1. O fornecimento de crédito não é uma obrigação do comerciante, que pode se valer de sua vontade e de seus critérios para aprovar ou não a realização do negócio proposto pelo cliente. O crédito é uma liberalidade e não uma obrigação pela qual o comerciante deve responder.
2. Não seria aceitável que a negativa de crédito fosse realizada de maneira que viesse a colocar a demandante em situação vexatória, ou que notadamente demonstrasse preconceito e desrespeito, o que não ocorreu no presente caso. APELAÇÃO DESPROVIDA.
APELAÇÃO CÍVEL
NONA CÂMARA CÍVEL
Nº 70042385658
COMARCA DE MONTENEGRO
L.M.R.
APELANTE
REDLAR - MOVEIS CONFORTO LTDA
APELADO
ACÓRDÃO
Vistos, relatados e discutidos os autos.
Acordam os Desembargadores integrantes da Nona Câmara Cível do Tribunal de Justiça do Estado, à unanimidade, em desprover o apelo.
Custas na forma da lei.
Participaram do julgamento, além da signatária (Presidente), os eminentes Senhores DES. TASSO CAUBI SOARES DELABARY E DES. LEONEL PIRES OHLWEILER.
Porto Alegre, 14 de setembro de 2011.
DESA. MARILENE BONZANINI,
Relatora.
RELATÓRIO
DESA. MARILENE BONZANINI (RELATORA)
Adoto, de saída, relatório constante da sentença:
L.M.R. ajuizou a presente ação indenizatória em face de Redlar – Móveis Conforto Ltda., ambas já qualificados nos autos. Narrou que, no dia 23-07-2008, adquiriu móveis na sede da requerida, ficando a entrega marcada para o dia seguinte. Ocorre que a compra foi cancelada pela ré sob a alegação de que a instituição financeira não havia aprovado o parcelamento do crédito, embora a autora tenha utilizado o crediário da própria loja, tendo o carnê de pagamentos sido emitido no ato da compra. Ponderou que já havia realizado outras compras a crédito na empresa, pagando religiosamente as parcelas contratadas, não havendo motivo para a recusa. Mencionou haver se negado a entregar o carnê à ré, por ser a única prova das arbitrariedades cometidas.
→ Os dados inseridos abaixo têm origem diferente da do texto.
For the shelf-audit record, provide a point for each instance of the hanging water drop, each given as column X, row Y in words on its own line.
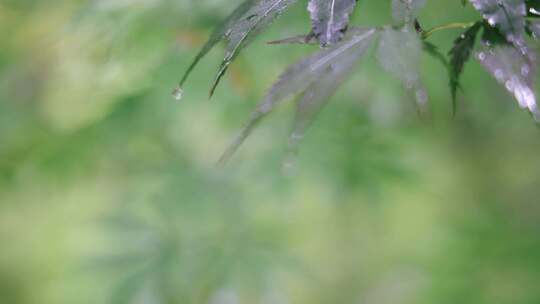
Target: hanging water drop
column 178, row 93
Afirmou haver adquirido o bem em outra loja, o que comprova a ilegalidade cometida pela ré, constituindo-se em falha na prestação dos serviços, impondo-se sua condenação a indenizar a autora pelos prejuízos de ordem moral experimentados e pela expectativa frustrada, deixando a critério do Juízo o valor a ser fixado. Requereu a concessão do benefício da gratuidade judiciária. Juntou documentos.
O favor legal foi concedido à autora (fl. 17) e procedida à citação da ré.
Em sua contestação (fls. 19-23), a demandada afirmou que a proposta de crédito foi recusada pela instituição financeira com a qual mantém convênio – Banco Fibra S/A – em razão da disparidade entre a renda informada pela requerente e o valor total da compra. Ponderou que a mercadoria não foi entregue e que a autora não despendeu qualquer quantia. Sustentou não restar configurado o alegado dano moral, requerendo a improcedência do pedido.
Replicou a autora às fls. 27-31.
Intimadas para dizer acerca das provas que pretendiam produzir (fl. 33), nenhuma das partes se manifestou.
Os autos foram conclusos para sentença e, em dezembro de 2010, vieram-me conclusos em Regime de Exceção – Projeto Sentença Zero, conforme Edital nº 104/2010-CGJ.
Sobreveio sentença com dispositivo nos seguintes termos:
DIANTE DO EXPOSTO, julgo improcedente o pedido manejado por LIGÉLIA MARCIA RENZ na ação indenizatória proposta contra REDLAR – MÓVEIS CONFORTO LTDA.
Sucumbente, condeno a autora ao pagamento das despesas processuais e dos honorários ao patrono da parte adversa, que fixo em R$ 300,00 (art. 20, § 4º, do Código de Processo Civil), tendo em vista a singeleza da causa. Todavia, suspendo a exigibilidade das verbas, por ser a autora beneficiária da gratuidade da justiça.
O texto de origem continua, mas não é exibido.